Possums got into my compost bin and so I have scooped up the contents and used it in the garden. I have been doing some planting so I have just added the compost and partially composted stuff to the hole to get rid of it and hopefully get rid of the possums.

I decided that I did not want to spend any money on a tumbler and I think that I would kill a worm farm so I am trying something else. What I have started to do now is kind of in place composting. My beds are mulched with fallen leaves so I have plenty of brown. I just cup up my veggies, add my coffee grounds and put them around my plants. It breaks down pretty quickly. I can always just cover it with some of the mulch if it looks unsightly. It works for me.

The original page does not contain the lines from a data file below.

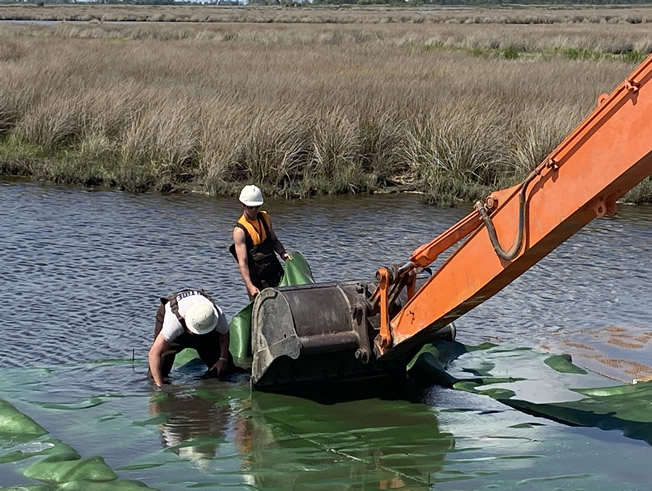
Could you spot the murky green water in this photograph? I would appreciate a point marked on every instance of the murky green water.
(81, 274)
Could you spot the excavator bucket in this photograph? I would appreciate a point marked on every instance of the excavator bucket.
(316, 333)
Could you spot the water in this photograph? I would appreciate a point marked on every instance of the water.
(81, 275)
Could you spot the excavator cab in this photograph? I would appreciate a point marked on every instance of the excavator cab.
(323, 332)
(358, 330)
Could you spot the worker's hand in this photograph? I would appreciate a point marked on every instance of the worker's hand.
(253, 292)
(220, 366)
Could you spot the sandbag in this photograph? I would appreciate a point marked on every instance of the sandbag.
(296, 272)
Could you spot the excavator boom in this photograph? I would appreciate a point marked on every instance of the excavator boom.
(365, 329)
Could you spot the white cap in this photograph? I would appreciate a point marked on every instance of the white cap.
(201, 318)
(251, 195)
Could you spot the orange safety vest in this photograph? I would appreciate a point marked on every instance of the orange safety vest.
(265, 270)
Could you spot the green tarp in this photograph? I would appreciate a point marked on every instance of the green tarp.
(540, 384)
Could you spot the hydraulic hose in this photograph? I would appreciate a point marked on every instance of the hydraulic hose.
(522, 203)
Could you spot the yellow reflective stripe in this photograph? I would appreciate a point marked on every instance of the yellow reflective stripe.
(257, 236)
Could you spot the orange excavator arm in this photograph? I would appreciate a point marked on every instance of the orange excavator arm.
(360, 330)
(608, 154)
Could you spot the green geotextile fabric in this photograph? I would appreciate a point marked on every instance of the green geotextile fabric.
(297, 272)
(49, 460)
(540, 384)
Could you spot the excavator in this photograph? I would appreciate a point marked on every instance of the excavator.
(328, 332)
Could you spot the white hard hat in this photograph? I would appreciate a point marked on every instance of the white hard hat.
(201, 318)
(251, 195)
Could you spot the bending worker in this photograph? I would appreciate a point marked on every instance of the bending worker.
(189, 319)
(255, 244)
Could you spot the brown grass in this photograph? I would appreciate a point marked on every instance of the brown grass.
(309, 107)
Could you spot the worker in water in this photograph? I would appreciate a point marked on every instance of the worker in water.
(255, 244)
(189, 319)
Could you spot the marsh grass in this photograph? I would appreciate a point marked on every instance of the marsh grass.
(452, 110)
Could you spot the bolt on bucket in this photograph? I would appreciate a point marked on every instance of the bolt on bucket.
(314, 333)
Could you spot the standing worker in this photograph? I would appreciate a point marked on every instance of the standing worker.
(255, 244)
(189, 319)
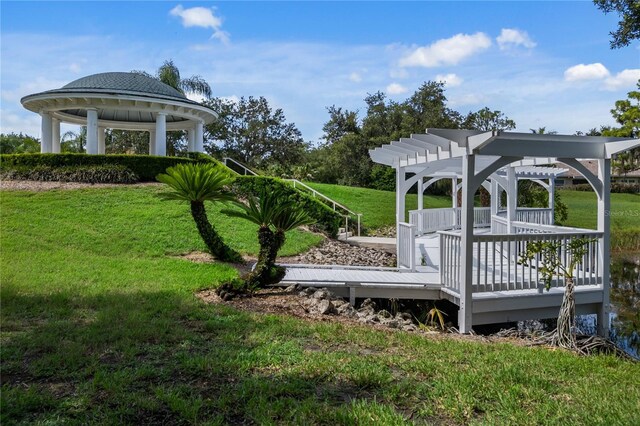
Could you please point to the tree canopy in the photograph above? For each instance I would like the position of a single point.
(629, 24)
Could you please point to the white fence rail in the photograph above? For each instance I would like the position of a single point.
(497, 262)
(406, 246)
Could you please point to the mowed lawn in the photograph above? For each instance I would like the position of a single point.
(100, 324)
(379, 208)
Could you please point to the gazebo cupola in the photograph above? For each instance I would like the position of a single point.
(119, 100)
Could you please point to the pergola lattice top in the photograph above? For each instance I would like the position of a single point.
(450, 145)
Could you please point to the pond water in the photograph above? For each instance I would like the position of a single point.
(625, 303)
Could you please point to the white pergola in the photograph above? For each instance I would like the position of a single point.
(119, 100)
(498, 159)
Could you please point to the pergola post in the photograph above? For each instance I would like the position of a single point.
(454, 193)
(552, 195)
(92, 131)
(400, 202)
(604, 208)
(161, 134)
(45, 132)
(199, 137)
(55, 135)
(152, 142)
(101, 140)
(512, 197)
(465, 313)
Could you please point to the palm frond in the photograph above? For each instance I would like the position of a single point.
(196, 182)
(197, 85)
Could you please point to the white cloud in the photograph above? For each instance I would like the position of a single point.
(511, 37)
(396, 89)
(450, 80)
(625, 78)
(355, 77)
(201, 17)
(582, 72)
(448, 51)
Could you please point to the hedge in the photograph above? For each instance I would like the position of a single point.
(145, 167)
(108, 173)
(328, 221)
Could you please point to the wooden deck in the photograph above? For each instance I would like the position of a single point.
(512, 293)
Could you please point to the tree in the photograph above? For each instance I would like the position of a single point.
(74, 141)
(487, 120)
(18, 143)
(253, 133)
(558, 258)
(627, 115)
(197, 183)
(629, 24)
(275, 216)
(339, 124)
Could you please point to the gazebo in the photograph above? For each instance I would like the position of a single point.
(119, 100)
(474, 254)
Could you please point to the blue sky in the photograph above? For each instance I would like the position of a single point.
(542, 63)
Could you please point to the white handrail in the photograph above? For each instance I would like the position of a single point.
(245, 169)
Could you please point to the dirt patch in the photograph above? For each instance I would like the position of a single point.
(38, 186)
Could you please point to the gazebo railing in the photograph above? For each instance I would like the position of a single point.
(497, 262)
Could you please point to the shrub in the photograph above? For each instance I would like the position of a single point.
(145, 167)
(327, 221)
(108, 173)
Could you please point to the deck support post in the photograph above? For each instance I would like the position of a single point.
(465, 313)
(604, 207)
(512, 197)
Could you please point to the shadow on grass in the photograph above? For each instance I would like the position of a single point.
(162, 357)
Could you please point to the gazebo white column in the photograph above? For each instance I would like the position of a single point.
(604, 208)
(101, 140)
(45, 132)
(92, 131)
(199, 137)
(55, 135)
(161, 134)
(512, 196)
(466, 262)
(191, 140)
(152, 142)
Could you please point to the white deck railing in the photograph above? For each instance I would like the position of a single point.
(432, 220)
(535, 215)
(407, 246)
(496, 260)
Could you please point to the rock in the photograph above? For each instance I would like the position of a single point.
(293, 288)
(404, 316)
(325, 307)
(308, 291)
(392, 323)
(384, 314)
(368, 303)
(322, 294)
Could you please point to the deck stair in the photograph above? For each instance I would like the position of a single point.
(347, 213)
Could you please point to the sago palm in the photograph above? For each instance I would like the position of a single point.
(260, 210)
(197, 183)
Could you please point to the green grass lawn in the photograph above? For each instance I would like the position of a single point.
(378, 207)
(100, 325)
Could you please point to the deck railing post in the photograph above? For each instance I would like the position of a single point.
(465, 314)
(604, 208)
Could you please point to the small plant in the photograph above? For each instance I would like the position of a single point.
(550, 253)
(197, 183)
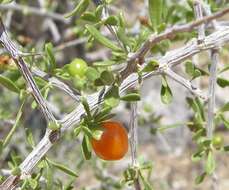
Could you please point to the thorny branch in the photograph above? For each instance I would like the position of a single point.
(172, 58)
(168, 34)
(212, 78)
(11, 48)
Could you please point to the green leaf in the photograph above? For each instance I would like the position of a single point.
(33, 183)
(77, 131)
(10, 85)
(112, 96)
(88, 16)
(198, 108)
(151, 66)
(86, 106)
(132, 97)
(104, 63)
(98, 11)
(210, 164)
(29, 137)
(79, 9)
(222, 82)
(197, 156)
(86, 149)
(62, 168)
(155, 12)
(87, 132)
(101, 39)
(50, 56)
(53, 126)
(16, 171)
(145, 183)
(104, 112)
(225, 121)
(107, 77)
(199, 179)
(224, 108)
(166, 93)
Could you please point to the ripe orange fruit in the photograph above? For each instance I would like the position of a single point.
(113, 143)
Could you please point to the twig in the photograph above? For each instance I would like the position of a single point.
(134, 139)
(34, 11)
(12, 49)
(214, 55)
(199, 15)
(171, 32)
(212, 86)
(186, 83)
(58, 84)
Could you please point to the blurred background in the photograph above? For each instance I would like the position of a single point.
(167, 151)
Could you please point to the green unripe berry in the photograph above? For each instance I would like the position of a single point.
(77, 67)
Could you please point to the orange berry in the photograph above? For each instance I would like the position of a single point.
(113, 144)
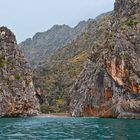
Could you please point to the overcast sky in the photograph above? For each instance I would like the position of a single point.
(26, 17)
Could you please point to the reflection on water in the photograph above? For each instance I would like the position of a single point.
(68, 129)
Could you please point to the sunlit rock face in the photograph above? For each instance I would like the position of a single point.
(109, 85)
(17, 95)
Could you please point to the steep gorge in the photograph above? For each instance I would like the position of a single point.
(109, 85)
(17, 94)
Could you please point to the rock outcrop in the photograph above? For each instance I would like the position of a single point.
(109, 85)
(17, 95)
(43, 44)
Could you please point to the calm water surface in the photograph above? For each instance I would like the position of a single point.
(68, 129)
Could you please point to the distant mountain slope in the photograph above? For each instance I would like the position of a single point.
(109, 84)
(56, 76)
(44, 44)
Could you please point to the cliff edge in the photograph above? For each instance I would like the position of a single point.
(109, 85)
(17, 95)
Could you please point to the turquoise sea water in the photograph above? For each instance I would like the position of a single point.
(68, 129)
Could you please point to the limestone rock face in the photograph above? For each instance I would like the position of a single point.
(109, 85)
(17, 95)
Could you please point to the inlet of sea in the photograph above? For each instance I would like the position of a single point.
(68, 128)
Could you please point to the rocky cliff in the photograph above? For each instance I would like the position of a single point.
(17, 95)
(109, 85)
(43, 44)
(55, 77)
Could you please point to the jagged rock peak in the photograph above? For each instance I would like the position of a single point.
(6, 35)
(126, 7)
(17, 94)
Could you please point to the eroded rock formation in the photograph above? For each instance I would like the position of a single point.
(17, 95)
(109, 85)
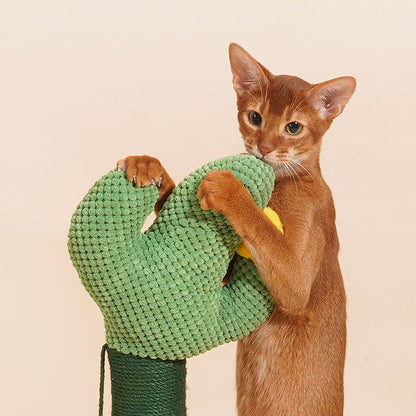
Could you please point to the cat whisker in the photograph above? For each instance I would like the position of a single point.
(261, 88)
(295, 174)
(267, 92)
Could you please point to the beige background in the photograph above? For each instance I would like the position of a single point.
(84, 83)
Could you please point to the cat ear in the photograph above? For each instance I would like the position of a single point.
(247, 72)
(331, 97)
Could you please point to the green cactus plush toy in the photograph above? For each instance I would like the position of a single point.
(160, 291)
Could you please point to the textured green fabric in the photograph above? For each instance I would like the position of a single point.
(147, 387)
(160, 291)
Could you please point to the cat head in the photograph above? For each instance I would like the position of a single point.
(283, 118)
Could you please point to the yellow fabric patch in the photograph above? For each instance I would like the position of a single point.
(243, 251)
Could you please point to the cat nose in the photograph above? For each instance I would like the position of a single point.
(264, 149)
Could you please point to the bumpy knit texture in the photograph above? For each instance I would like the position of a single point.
(160, 291)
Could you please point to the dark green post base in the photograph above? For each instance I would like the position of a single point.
(146, 387)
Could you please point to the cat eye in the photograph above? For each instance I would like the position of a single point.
(294, 128)
(255, 118)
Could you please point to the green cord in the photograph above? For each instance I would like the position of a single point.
(102, 375)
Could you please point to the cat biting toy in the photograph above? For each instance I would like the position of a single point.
(160, 291)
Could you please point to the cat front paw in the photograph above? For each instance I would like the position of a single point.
(221, 191)
(142, 170)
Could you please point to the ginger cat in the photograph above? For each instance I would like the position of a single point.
(293, 364)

Wednesday 13th of April 2016

I've used the tumbler method and the old fashioned piles, but over the years my preferred method is to compost "in place". This reduces the need to move the compost. I just bury it where I need the compost to be.

Michael Czepkiewicz

Saturday 28th of March 2015

I use the same tumble type of composer, and it works wonderful, I have four buckets underneath to catch the compost tea fluids. I use the tea in a half water half tea mixture every spring around my trees, and other bushes around the yard as fertilizer and it works wonders. It is a great way to collect a second product from the compost which I also use in the garden, and around the flowers, they love its natural fertilizer, and I get to use way less chemicals around the yard. I mix the tumbler with cut grass, saved kitchen scraps, and some sort of brown filler be it hay, straw, or browned grass when I collect more than I can use at the time. you need to keep the mix close to 60 - 40 to get the black gold when it is all done with the process, but it is worth it when your plant, and garden grow so nicely and tasty. Great site I will be a follower, and contributor. Thank You from Upstate South Carolina.

Dakota Nyght

Tuesday 10th of March 2015

Hmm, some great ideas here! We currently have two bins, but they're parked on the north side of our garage and so don't get any direct sun, and it seems like it takes things a while to break down. (There's also some kind of weird almost-licheny growth on the northside wall, too.) I've been on my hubby's case to build a tumbler (or two) so that we can remove those bins and improve our turnaround time.

I've always liked the idea of worms, but unless they lived in the basement (brrr!) there's really no space for them on the main floor. I didn't realize they produced worm water though - good to know!

Christine @ Once Upon a Time in a Bed of Wildflowers

Monday 14th of April 2014

This is a great post! It might sound counter-intuitive, but I think the smaller the homestead, the more compost methods you need... with space being at a premium, it all needs to work as efficiently as possible! I am really loving the idea of worms in the kitchen! :)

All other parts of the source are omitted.